Is $|f(\theta)|$ less than or equal to the sum of the absolute values of $A_n$?

[Dustinsfl]

Supposing $f$ is bounded and $A_n$ is given by 1-8, prove that $\sup_n|A_n|$ is finite.
$$
f(\theta) = \sum_{n = -\infty}^{\infty}A_ne^{in\theta}
$$

Since $f$ is bounded, $|f| < M = |z|\in\mathbb{C}$. Since it could be $\mathbb{C}$, $M$ would be the modulus correct?
We know that the modulus of $e^{in\theta}$ is 1 so $|f| = \sum\limits_{n = \infty}^{\infty}|A_n|$.
How to finish it?

 

[Sudharaka]

Supposing $f$ is bounded and $A_n$ is given by 1-8, prove that $\sup_n|A_n|$ is finite.

Hi dwsmith, :)

I think you haven't written the whole question. What is "1-8" ?

Kind Regards,
Sudharaka.

 

[Dustinsfl]

Hi Jameson, :)

I think you haven't written the whole question. What is "1-8" ?

Kind Regards,
Sudharaka.

Hi Jameson? Have I been promoted?

That is the whole question. 1-8 is the series. I did it like this:
Suppose $\sup_n|A_n|$ is infinite and $f$ is bounded.
Since $f$ is bounded,
$$
|f| = \sum\limits_{n = -\infty}^{\infty}|A_n| < M\in\mathbb{R}
$$
because $|e^{in\theta}| = 1$.
Since $f$ is bounded, $|A_n|\to 0$ but $\sup_n|A_n|$ infinite.
Therefore, we have a contradiction and $\sup_n|A_n|$ must be finite.

 

[Sudharaka]

Hi Jameson?
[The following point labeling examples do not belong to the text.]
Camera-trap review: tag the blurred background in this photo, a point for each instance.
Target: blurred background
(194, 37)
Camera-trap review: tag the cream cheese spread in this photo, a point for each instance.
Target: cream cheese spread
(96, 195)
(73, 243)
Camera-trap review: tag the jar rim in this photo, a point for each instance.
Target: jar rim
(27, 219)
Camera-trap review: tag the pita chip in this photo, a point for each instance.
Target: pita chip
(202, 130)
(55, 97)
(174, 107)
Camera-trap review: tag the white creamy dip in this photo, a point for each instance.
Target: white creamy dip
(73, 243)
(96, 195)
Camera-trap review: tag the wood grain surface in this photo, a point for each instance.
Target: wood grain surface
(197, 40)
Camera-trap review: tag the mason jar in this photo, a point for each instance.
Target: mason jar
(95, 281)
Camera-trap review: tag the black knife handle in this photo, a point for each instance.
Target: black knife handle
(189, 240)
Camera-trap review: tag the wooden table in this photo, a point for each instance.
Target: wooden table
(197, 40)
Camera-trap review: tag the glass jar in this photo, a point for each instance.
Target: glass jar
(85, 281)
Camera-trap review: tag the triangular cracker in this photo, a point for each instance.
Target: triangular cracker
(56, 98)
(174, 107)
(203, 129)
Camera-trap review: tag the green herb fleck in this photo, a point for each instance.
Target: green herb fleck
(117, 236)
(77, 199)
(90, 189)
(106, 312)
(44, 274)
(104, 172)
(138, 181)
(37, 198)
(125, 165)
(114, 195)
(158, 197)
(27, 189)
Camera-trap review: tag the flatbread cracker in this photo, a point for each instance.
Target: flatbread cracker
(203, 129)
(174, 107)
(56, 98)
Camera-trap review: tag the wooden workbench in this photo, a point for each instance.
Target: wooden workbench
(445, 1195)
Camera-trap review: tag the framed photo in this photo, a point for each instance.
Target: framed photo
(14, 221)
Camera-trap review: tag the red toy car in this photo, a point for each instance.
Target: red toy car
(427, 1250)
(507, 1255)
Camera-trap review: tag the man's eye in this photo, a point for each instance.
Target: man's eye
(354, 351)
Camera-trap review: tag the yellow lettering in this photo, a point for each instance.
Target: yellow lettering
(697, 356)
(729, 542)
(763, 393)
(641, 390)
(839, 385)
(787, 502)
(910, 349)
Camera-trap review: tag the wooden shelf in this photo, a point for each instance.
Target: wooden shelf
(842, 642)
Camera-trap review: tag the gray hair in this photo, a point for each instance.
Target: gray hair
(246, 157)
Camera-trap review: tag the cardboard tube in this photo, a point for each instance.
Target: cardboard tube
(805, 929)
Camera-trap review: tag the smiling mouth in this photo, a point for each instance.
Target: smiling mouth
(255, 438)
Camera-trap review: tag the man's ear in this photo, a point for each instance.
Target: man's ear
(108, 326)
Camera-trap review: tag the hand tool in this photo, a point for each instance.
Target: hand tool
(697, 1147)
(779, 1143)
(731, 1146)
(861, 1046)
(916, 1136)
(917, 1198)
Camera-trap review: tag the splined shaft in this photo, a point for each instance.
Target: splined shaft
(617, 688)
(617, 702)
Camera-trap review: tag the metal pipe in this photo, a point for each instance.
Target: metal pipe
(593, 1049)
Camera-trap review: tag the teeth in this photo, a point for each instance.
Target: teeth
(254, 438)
Have I been promoted?

Ha ha, sorry dwsmith, I seem to go nuts here trying to do a couple of things at once. :D

That is the whole question. 1-8 is the series. I did it like this:
Suppose $\sup_n|A_n|$ is infinite and $f$ is bounded.
Since $f$ is bounded,
$$
|f| = \sum\limits_{n = -\infty}^{\infty}|A_n| < M\in\mathbb{R}
$$
because $|e^{in\theta}| = 1$.
Since $f$ is bounded, $|A_n|\to 0$ but $\sup_n|A_n|$ infinite.
Therefore, we have a contradiction and $\sup_n|A_n|$ must be finite.

For the moment I can't think of a way to prove this, but it is not true that,

\[|f(\theta)| = \sum\limits_{n = -\infty}^{\infty}|A_n|\]

It should be,

\[|f(\theta)|=\left|\sum_{n = -\infty}^{\infty}A_ne^{in\theta}\right|=\left|\lim_{m\rightarrow\infty}\sum_{n = -m}^{m}A_ne^{in\theta}\right|\]

Now by >>this<< theorem we can conclude,

\[|f(\theta)|=\lim_{m\rightarrow\infty}\left|\sum_{n = -m}^{m}A_ne^{in\theta}\right|\]

By the triangular inequality,

\[|f(\theta)|\leq\lim_{m\rightarrow\infty}\sum_{n = -m}^{m}\left|A_ne^{in\theta}\right|=\sum_{n = -\infty}^{\infty}\left|A_n\right|\]

Kind Regards,
Sudharaka.

 

[Dustinsfl]

Ha ha, sorry dwsmith, I seem to go nuts here trying to do a couple of things at once. :D
For the moment I can't think of a way to prove this, but it is not true that,

\[|f(\theta)| = \sum\limits_{n = -\infty}^{\infty}|A_n|\]

It should be,

\[|f(\theta)|=\left|\sum_{n = -\infty}^{\infty}A_ne^{in\theta}\right|=\left|\lim_{m\rightarrow\infty}\sum_{n = -m}^{m}A_ne^{in\theta}\right|\]

Now by >>this<< theorem we can conclude,

\[|f(\theta)|=\lim_{m\rightarrow\infty}\left|\sum_{n = -m}^{m}A_ne^{in\theta}\right|\]

By the triangular inequality,

\[|f(\theta)|\leq\lim_{m\rightarrow\infty}\sum_{n = -m}^{m}\left|A_ne^{in\theta}\right|=\sum_{n = -\infty}^{\infty}\left|A_n\right|\]

Kind Regards,
Sudharaka.

$|e^{in\theta}| = 1$ so $\sum|A_ne^{in\theta}| = \sum|A_n|$
since $|z_1z_2| = |z_1||z_2|$.

 

[Sudharaka]

$|e^{in\theta}| = 1$ so $\sum|A_ne^{in\theta}| = \sum|A_n|$
since $|z_1z_2| = |z_1||z_2|$.

Yes that's correct. Hence,

\[|f(\theta)|\leq\sum_{n = -\infty}^{\infty}\left|A_n\right|\]

So to reiterate, you cannot write,

\[|f(\theta)|=\sum_{n = -\infty}^{\infty}\left|A_n\right|\]